His voice was too serious, too grave.
So Mercy’s expression turned grave as well.
“That’s severe. A neurosis, maybe?”
“That’s what I thought. But every time I see her like that… she has no fingernails.”
“…What?”
Lavian’s golden eyes wavered, unusually unsettled.
Mercy’s absinthe-green gaze flickered with the same confusion.
“I don’t know. Just… it feels connected to that bastard.”
With that, Lavian pushed the café door open.
The café’s interior was adorably decorated. Inside, only two patrons sat waiting.
Ferry, with violet hair, and the leader of the Wildcats, Cheshire—both draped in the same yellow coats as the men left sprawled in the alley earlier.
Cheshire’s eyes sparkled with delight as he stared at the freshly served choco-cream parfait. He lifted his head, smiling brightly.
“Oh-ho! You’re here. This is a limited edition, you should order—”
“You got a death wish? Since when do you order me around?”

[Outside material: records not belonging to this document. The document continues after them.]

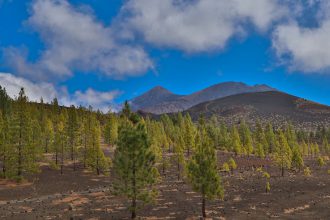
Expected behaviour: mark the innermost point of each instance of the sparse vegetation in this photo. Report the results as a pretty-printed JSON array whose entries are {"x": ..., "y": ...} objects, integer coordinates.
[{"x": 35, "y": 137}]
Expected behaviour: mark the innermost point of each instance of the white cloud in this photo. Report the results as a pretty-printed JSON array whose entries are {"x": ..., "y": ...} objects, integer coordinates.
[
  {"x": 197, "y": 25},
  {"x": 98, "y": 100},
  {"x": 75, "y": 41},
  {"x": 34, "y": 91},
  {"x": 303, "y": 49}
]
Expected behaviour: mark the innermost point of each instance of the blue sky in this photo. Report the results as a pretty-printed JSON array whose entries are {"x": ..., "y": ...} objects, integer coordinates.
[{"x": 103, "y": 52}]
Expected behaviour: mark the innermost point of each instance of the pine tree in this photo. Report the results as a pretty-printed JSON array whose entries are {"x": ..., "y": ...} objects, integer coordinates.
[
  {"x": 5, "y": 102},
  {"x": 134, "y": 165},
  {"x": 236, "y": 142},
  {"x": 188, "y": 133},
  {"x": 283, "y": 154},
  {"x": 111, "y": 130},
  {"x": 297, "y": 159},
  {"x": 55, "y": 121},
  {"x": 72, "y": 133},
  {"x": 202, "y": 170},
  {"x": 96, "y": 159},
  {"x": 260, "y": 137},
  {"x": 270, "y": 138},
  {"x": 259, "y": 151},
  {"x": 62, "y": 137},
  {"x": 179, "y": 153},
  {"x": 23, "y": 158},
  {"x": 3, "y": 143},
  {"x": 48, "y": 134},
  {"x": 304, "y": 147},
  {"x": 232, "y": 164},
  {"x": 246, "y": 138}
]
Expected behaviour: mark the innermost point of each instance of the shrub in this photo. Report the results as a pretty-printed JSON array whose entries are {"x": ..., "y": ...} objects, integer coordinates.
[
  {"x": 320, "y": 161},
  {"x": 267, "y": 187},
  {"x": 232, "y": 164},
  {"x": 307, "y": 171},
  {"x": 225, "y": 167},
  {"x": 266, "y": 175}
]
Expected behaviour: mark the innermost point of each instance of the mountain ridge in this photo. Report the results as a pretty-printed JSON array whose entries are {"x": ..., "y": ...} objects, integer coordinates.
[{"x": 159, "y": 100}]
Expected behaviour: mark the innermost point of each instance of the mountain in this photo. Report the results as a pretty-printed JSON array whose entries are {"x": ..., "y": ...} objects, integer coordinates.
[
  {"x": 159, "y": 100},
  {"x": 274, "y": 106}
]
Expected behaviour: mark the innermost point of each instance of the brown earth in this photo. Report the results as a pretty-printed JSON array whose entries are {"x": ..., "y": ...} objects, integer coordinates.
[{"x": 84, "y": 195}]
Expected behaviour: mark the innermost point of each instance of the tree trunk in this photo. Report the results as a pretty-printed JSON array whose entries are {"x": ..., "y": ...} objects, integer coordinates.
[
  {"x": 134, "y": 195},
  {"x": 62, "y": 158},
  {"x": 85, "y": 150},
  {"x": 46, "y": 146},
  {"x": 97, "y": 164},
  {"x": 203, "y": 207},
  {"x": 4, "y": 166},
  {"x": 178, "y": 169},
  {"x": 56, "y": 156},
  {"x": 19, "y": 170}
]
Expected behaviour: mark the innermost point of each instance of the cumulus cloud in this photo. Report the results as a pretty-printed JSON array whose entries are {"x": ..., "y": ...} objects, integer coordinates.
[
  {"x": 304, "y": 49},
  {"x": 103, "y": 101},
  {"x": 198, "y": 25},
  {"x": 34, "y": 91},
  {"x": 98, "y": 100},
  {"x": 75, "y": 41}
]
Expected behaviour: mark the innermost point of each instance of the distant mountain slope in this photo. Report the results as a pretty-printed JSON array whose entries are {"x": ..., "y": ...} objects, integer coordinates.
[
  {"x": 152, "y": 98},
  {"x": 159, "y": 100},
  {"x": 273, "y": 106}
]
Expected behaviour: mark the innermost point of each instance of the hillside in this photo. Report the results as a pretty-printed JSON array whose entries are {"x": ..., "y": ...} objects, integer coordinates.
[
  {"x": 273, "y": 106},
  {"x": 159, "y": 100}
]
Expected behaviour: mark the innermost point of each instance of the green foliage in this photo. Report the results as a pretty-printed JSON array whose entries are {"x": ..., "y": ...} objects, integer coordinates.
[
  {"x": 259, "y": 151},
  {"x": 260, "y": 138},
  {"x": 134, "y": 165},
  {"x": 225, "y": 167},
  {"x": 111, "y": 129},
  {"x": 246, "y": 138},
  {"x": 21, "y": 154},
  {"x": 307, "y": 171},
  {"x": 297, "y": 159},
  {"x": 232, "y": 164},
  {"x": 96, "y": 160},
  {"x": 236, "y": 141},
  {"x": 202, "y": 169},
  {"x": 320, "y": 162},
  {"x": 283, "y": 153},
  {"x": 267, "y": 187}
]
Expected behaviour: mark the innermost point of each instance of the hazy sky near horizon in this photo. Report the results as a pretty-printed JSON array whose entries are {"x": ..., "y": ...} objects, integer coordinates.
[{"x": 102, "y": 52}]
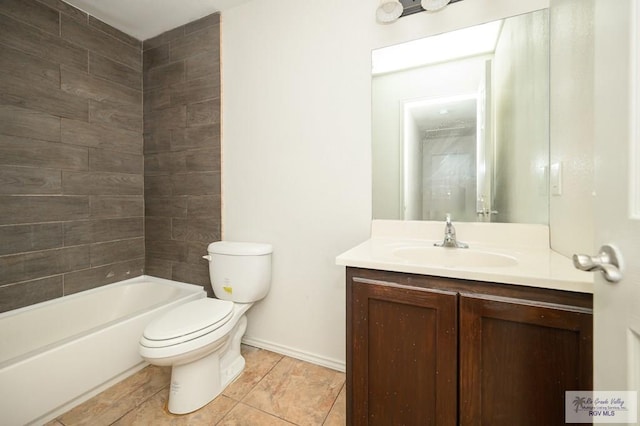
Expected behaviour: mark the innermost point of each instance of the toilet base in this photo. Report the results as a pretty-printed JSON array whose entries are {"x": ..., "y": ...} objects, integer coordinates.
[{"x": 195, "y": 384}]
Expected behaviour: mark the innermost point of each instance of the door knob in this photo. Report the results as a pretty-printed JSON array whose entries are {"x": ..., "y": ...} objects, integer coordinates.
[{"x": 608, "y": 261}]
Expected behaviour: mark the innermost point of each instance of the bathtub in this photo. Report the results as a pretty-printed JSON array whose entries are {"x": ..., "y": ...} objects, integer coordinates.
[{"x": 59, "y": 353}]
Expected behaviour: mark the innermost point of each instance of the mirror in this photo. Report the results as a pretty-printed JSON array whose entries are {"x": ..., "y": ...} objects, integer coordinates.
[{"x": 461, "y": 124}]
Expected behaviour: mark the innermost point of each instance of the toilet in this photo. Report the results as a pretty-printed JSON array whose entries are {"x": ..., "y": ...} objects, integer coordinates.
[{"x": 200, "y": 340}]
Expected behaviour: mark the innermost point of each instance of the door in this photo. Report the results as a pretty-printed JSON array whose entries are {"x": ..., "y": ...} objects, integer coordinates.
[{"x": 617, "y": 193}]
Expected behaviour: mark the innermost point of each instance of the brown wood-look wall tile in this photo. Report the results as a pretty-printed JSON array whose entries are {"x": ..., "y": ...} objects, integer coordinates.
[
  {"x": 116, "y": 33},
  {"x": 163, "y": 38},
  {"x": 165, "y": 163},
  {"x": 25, "y": 94},
  {"x": 155, "y": 57},
  {"x": 203, "y": 65},
  {"x": 96, "y": 231},
  {"x": 89, "y": 87},
  {"x": 28, "y": 180},
  {"x": 105, "y": 206},
  {"x": 202, "y": 23},
  {"x": 195, "y": 91},
  {"x": 164, "y": 76},
  {"x": 195, "y": 137},
  {"x": 157, "y": 141},
  {"x": 116, "y": 114},
  {"x": 84, "y": 183},
  {"x": 102, "y": 160},
  {"x": 168, "y": 250},
  {"x": 165, "y": 206},
  {"x": 28, "y": 123},
  {"x": 203, "y": 113},
  {"x": 29, "y": 266},
  {"x": 95, "y": 135},
  {"x": 67, "y": 9},
  {"x": 87, "y": 279},
  {"x": 203, "y": 160},
  {"x": 25, "y": 238},
  {"x": 203, "y": 230},
  {"x": 21, "y": 294},
  {"x": 195, "y": 251},
  {"x": 207, "y": 206},
  {"x": 41, "y": 44},
  {"x": 26, "y": 67},
  {"x": 157, "y": 186},
  {"x": 158, "y": 268},
  {"x": 158, "y": 98},
  {"x": 33, "y": 209},
  {"x": 157, "y": 228},
  {"x": 32, "y": 13},
  {"x": 193, "y": 274},
  {"x": 116, "y": 251},
  {"x": 108, "y": 69},
  {"x": 195, "y": 43},
  {"x": 202, "y": 183},
  {"x": 162, "y": 119},
  {"x": 28, "y": 152},
  {"x": 93, "y": 39}
]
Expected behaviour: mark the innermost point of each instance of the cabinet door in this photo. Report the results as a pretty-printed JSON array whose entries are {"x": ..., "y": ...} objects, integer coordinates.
[
  {"x": 401, "y": 355},
  {"x": 517, "y": 359}
]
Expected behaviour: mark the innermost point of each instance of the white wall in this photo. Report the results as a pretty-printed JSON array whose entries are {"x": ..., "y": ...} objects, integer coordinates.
[{"x": 296, "y": 120}]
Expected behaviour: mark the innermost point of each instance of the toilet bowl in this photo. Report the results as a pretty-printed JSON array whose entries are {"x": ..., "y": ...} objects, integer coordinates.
[{"x": 200, "y": 340}]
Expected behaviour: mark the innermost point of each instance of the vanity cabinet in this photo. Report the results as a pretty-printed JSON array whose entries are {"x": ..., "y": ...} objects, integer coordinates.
[{"x": 426, "y": 350}]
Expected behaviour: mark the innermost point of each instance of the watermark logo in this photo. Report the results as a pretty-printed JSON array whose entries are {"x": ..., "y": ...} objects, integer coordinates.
[{"x": 601, "y": 406}]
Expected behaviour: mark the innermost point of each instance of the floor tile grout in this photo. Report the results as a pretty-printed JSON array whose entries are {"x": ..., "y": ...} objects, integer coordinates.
[{"x": 273, "y": 396}]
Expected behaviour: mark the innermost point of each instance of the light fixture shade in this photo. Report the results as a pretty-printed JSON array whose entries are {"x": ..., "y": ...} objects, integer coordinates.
[
  {"x": 389, "y": 11},
  {"x": 431, "y": 5}
]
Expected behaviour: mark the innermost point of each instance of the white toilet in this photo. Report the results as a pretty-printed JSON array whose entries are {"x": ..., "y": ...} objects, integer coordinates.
[{"x": 201, "y": 339}]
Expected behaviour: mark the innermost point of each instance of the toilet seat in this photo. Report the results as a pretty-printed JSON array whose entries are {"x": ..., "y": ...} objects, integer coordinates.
[{"x": 187, "y": 322}]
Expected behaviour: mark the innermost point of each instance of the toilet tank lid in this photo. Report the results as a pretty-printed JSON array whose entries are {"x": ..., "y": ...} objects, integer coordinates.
[{"x": 235, "y": 248}]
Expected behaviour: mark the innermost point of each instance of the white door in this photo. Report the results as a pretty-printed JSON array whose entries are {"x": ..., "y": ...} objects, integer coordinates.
[{"x": 617, "y": 192}]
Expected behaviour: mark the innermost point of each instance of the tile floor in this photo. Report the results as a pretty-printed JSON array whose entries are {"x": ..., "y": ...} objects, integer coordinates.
[{"x": 272, "y": 390}]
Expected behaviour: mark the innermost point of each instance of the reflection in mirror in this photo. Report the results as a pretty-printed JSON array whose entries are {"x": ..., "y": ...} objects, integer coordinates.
[{"x": 461, "y": 124}]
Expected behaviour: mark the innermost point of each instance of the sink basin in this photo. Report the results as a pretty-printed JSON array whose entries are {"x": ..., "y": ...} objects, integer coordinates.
[{"x": 454, "y": 257}]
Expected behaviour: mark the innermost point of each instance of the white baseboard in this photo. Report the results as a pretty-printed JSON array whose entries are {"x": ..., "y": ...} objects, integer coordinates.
[{"x": 295, "y": 353}]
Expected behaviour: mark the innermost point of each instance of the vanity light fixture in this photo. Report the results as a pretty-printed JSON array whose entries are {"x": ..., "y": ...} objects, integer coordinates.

Lavian cut him off with profanity the moment he arrived, making Ferry scowl from the side.
Cheshire blinked, flustered.
“But… you said if we wanted to meet, just to come here—”
“You think I expected this kind of place?”
With a snarl, Lavian dropped into the pink, dainty chair opposite Cheshire—furniture that suited the café’s cute décor far more than him.
Meanwhile, Mercy and Ferry sat together at another table, pretending to browse the menu.
“The melon parfait looks good too.”
“Didn’t you hear the boss? Limited edition’s the best.”
“I can’t eat chocolate.”
“Then strawberry cream?”
Lavian ignored their chatter and glared at Cheshire.
“This isn’t a smoking joint, is it?”
“Oh-ho! How’d you guess?”
“Just look at it.”
It was obviously the kind of place schoolkids frequented. Smoking would be unthinkable.
Lavian clicked his tongue and glanced around in disdain. Cheshire leaned forward eagerly.
“Since you can’t smoke, try this instead. Hardly any left—seasonal limited edition.”
“Hell no. I’m not pathetic like you.”
“Pa-pathetic? Just because I like desserts? That’s a discriminatory way of thinking—”
“No prejudice here. Just saying, you’re a grown man over thirty hogging a kid’s café for a parfait. That’s embarrassing as hell.”
Was he just picking a fight, or was he genuinely serious? Even Mercy and Ferry traded uneasy looks at Lavian’s remark, while Cheshire sat stunned.